El Salvador and its OTI member station Telecorporación Salvadoreña (TCS) debuted in the OTI Festival in 1974 in Acapulco with many of their Central American neighbours. The first Salvadorean performer in the song contest was Félix Lopez with his song "Todo será de nosotros" (Everything will be ours), which placed 10th with three points in a tie with México, Honduras and the Netherlands Antilles. Since then, the country took part in every edition of the festival till the last edition which was held again in Acapulco.

History 
El Salvador was one of the least successful participants in the OTI Festival.

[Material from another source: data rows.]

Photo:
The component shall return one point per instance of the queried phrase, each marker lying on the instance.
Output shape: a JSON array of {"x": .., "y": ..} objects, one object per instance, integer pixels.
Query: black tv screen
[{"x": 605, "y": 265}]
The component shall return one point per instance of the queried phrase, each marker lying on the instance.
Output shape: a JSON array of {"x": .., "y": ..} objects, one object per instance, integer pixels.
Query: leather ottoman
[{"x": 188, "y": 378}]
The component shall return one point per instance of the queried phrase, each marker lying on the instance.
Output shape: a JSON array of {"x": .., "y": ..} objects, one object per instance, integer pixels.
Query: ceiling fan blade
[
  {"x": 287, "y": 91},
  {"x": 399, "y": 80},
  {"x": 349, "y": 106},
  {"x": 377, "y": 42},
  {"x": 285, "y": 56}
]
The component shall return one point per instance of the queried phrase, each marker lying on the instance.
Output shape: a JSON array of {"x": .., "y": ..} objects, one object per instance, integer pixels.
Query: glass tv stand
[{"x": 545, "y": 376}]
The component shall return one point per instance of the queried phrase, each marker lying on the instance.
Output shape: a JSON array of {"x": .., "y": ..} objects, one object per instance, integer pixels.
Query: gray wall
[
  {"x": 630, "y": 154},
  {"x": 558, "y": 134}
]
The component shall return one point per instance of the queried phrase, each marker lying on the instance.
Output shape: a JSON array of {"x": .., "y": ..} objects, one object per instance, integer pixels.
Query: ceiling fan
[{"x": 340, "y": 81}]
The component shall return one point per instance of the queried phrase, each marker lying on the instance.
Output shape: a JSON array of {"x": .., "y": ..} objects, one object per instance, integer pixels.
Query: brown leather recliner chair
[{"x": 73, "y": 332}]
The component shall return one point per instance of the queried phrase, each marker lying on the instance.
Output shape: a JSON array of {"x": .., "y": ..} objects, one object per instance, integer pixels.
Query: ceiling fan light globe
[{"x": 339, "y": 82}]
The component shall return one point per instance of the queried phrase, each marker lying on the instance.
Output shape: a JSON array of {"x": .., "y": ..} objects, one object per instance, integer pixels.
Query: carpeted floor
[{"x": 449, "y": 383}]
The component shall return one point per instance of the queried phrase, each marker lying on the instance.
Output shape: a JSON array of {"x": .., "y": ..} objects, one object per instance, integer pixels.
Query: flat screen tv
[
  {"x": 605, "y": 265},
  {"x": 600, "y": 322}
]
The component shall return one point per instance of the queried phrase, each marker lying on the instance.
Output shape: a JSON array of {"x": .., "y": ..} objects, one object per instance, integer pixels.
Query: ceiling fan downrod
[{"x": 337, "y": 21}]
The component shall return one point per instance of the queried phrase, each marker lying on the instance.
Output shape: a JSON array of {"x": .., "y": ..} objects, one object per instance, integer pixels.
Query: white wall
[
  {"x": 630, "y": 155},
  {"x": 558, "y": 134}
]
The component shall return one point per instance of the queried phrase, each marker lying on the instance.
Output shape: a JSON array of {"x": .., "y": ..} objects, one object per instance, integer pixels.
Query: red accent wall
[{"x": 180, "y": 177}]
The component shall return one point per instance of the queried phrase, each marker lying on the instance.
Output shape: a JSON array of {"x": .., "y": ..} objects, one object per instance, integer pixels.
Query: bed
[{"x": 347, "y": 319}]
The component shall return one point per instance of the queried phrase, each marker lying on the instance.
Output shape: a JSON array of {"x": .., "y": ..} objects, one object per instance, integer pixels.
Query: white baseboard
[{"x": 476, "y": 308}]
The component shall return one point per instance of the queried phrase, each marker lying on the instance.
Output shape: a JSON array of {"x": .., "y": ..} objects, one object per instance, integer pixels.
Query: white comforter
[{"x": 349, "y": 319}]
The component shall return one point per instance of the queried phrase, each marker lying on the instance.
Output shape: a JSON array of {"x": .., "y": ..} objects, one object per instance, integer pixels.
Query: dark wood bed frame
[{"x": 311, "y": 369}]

In 1975 in San Juan, Puerto Rico, one year after their debut, the Central American country finished last with zero points in a tie with Bolivia. 

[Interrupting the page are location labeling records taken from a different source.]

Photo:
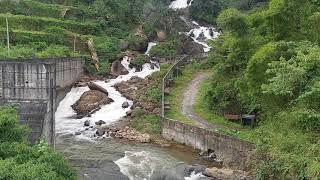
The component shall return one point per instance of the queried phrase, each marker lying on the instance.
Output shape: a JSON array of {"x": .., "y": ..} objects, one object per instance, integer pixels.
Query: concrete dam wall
[
  {"x": 36, "y": 86},
  {"x": 234, "y": 152}
]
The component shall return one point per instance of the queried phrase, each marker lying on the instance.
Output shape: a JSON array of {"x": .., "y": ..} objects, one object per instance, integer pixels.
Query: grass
[
  {"x": 202, "y": 110},
  {"x": 150, "y": 124},
  {"x": 176, "y": 94},
  {"x": 176, "y": 97}
]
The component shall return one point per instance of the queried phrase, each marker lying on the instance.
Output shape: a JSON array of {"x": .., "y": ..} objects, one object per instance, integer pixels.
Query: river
[{"x": 114, "y": 159}]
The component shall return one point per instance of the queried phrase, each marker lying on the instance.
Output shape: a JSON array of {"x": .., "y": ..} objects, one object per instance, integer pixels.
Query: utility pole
[{"x": 8, "y": 39}]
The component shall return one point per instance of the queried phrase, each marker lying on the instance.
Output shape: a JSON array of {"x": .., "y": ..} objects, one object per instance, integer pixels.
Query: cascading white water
[
  {"x": 64, "y": 116},
  {"x": 138, "y": 165},
  {"x": 180, "y": 4},
  {"x": 150, "y": 45},
  {"x": 199, "y": 34}
]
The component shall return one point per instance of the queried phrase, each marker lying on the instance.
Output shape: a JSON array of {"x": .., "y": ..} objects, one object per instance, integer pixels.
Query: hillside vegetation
[
  {"x": 40, "y": 28},
  {"x": 19, "y": 160},
  {"x": 266, "y": 62}
]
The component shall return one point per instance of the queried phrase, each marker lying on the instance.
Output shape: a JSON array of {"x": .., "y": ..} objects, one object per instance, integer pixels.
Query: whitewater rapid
[
  {"x": 66, "y": 123},
  {"x": 180, "y": 4},
  {"x": 199, "y": 34}
]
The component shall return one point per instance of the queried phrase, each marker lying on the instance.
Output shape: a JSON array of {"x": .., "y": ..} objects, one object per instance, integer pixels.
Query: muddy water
[{"x": 111, "y": 158}]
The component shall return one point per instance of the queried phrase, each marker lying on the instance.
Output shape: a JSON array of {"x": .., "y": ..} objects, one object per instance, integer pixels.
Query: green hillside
[{"x": 62, "y": 28}]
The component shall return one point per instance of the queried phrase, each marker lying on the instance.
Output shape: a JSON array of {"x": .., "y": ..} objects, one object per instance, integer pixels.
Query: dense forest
[{"x": 266, "y": 62}]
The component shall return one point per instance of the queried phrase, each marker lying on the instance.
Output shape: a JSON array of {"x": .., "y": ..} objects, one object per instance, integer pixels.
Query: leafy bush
[
  {"x": 33, "y": 23},
  {"x": 168, "y": 49},
  {"x": 155, "y": 93},
  {"x": 18, "y": 160},
  {"x": 150, "y": 124},
  {"x": 56, "y": 51}
]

In Madrid in 1977 TCS achieved sixth place for El Salvador with Ana Marcela D'Antonio with her song "Enseñame a vivir" (Teach me how to live) which was acclaimed by the juries and the press. This was the first and only time when the Salvadorean delegation reached the top ten places in the contest.

Although El Salvador never managed to win the festival, it achieved a significant result with Álvaro Torres who took part in the festival in Santiago with his song "Gracias" (Thank you) in 1978. Even though he ended second to last, tied with Colombia, his career took off thanks to his performance in the OTI Festival.